On a different note, I’ll be away from the computer most of the weekend.  I’m attempting to get more involved with the Garden house on campus (which I will tell you about later- it’s this whole awesome thing that I wish I would have had when I was in college.)  At any rate, I’m taking six of them up to a sustainability conference in Wisconsin (with a couple farm/co-op stops along the way.)  I couldn’t think of a better way to spend the weekend.

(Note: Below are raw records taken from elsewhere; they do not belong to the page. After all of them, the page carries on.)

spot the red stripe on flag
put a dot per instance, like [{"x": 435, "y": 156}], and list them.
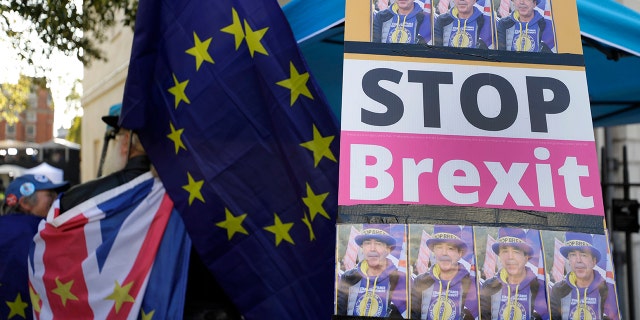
[
  {"x": 146, "y": 256},
  {"x": 65, "y": 249}
]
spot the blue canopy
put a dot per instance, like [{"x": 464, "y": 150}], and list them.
[{"x": 611, "y": 44}]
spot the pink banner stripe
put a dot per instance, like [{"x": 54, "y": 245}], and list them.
[{"x": 508, "y": 173}]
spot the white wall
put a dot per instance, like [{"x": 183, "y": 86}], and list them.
[{"x": 103, "y": 87}]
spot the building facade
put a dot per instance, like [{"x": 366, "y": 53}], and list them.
[{"x": 36, "y": 122}]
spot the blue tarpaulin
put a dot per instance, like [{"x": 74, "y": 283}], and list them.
[{"x": 611, "y": 43}]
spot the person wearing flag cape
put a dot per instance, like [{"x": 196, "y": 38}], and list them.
[{"x": 28, "y": 199}]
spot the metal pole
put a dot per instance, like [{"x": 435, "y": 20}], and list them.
[{"x": 628, "y": 248}]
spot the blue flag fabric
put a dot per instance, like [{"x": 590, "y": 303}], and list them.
[
  {"x": 245, "y": 145},
  {"x": 16, "y": 235}
]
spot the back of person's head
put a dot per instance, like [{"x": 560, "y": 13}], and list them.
[
  {"x": 124, "y": 146},
  {"x": 21, "y": 193}
]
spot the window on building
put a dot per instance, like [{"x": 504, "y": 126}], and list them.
[
  {"x": 10, "y": 131},
  {"x": 30, "y": 131},
  {"x": 31, "y": 115}
]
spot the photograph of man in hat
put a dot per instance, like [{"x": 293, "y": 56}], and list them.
[
  {"x": 526, "y": 29},
  {"x": 515, "y": 292},
  {"x": 446, "y": 290},
  {"x": 584, "y": 293},
  {"x": 375, "y": 287}
]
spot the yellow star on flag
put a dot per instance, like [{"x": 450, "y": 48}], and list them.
[
  {"x": 64, "y": 291},
  {"x": 200, "y": 51},
  {"x": 120, "y": 295},
  {"x": 235, "y": 28},
  {"x": 194, "y": 189},
  {"x": 176, "y": 137},
  {"x": 35, "y": 299},
  {"x": 178, "y": 91},
  {"x": 297, "y": 83},
  {"x": 232, "y": 223},
  {"x": 305, "y": 220},
  {"x": 320, "y": 147},
  {"x": 17, "y": 307},
  {"x": 281, "y": 230},
  {"x": 253, "y": 39},
  {"x": 314, "y": 203},
  {"x": 146, "y": 316}
]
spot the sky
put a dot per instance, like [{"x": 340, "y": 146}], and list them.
[{"x": 62, "y": 72}]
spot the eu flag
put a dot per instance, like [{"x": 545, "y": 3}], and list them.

Since I knew my students would enjoy it, I packed homemade hummus, pita, larabars, and this bread.  I like to travel with plenty of delicious food :)    This bread came out of a “oh crap, I have pumpkin puree I need to use” moment.  I love the earthy addition of the nut oil/oatmeal add and the dark flavor the maple syrup brings to the bread.  Delicious!

Have a great weekend!

Pumpkin Oat Bread
Author: 
Prep time: 
Cook time: 
Total time: 
Serves: 8-10
 
Ingredients
  • ¾ cup old-fashioned oats
  • 1 cup whole wheat pastry flour
  • 1 teaspoon baking soda
  • ½ teaspoon salt
  • ½ teaspoon nutmeg
  • ½ teaspoon ginger
  • 1 teaspoon cinnamon
  • ½ cup crushed pecans or walnuts
  • 1 cup pumpkin puree
  • ¾ cup maple syrup
  • ⅓ cup pecan or walnut oil
  • 2 eggs
  • oatmeal and nuts to top
Instructions
  1. Preheat oven to 350˚and generously butter/oil a 8 or 9" loaf pan.
  2. In a food processor, pulse oats until almost flour- I still like little pieces of oats left. Pour into a large bowl and add wheat flour,spices, baking soda, and nuts.
  3. In a separate bowl, whisk together pumpkin puree, maple syrup, oil, and two eggs. I like to extra nuttiness the nut oil adds but you can also use melted butter or coconut oil. Pour into dry ingredients. Stir until just combined (don't over stir!)
  4. Pour into prepared pan and sprinkle with oats and nuts. Bake for 50-60 minutes. Top should spring back lightly and when a knife is entered, it should come out clean. Let cool and slice!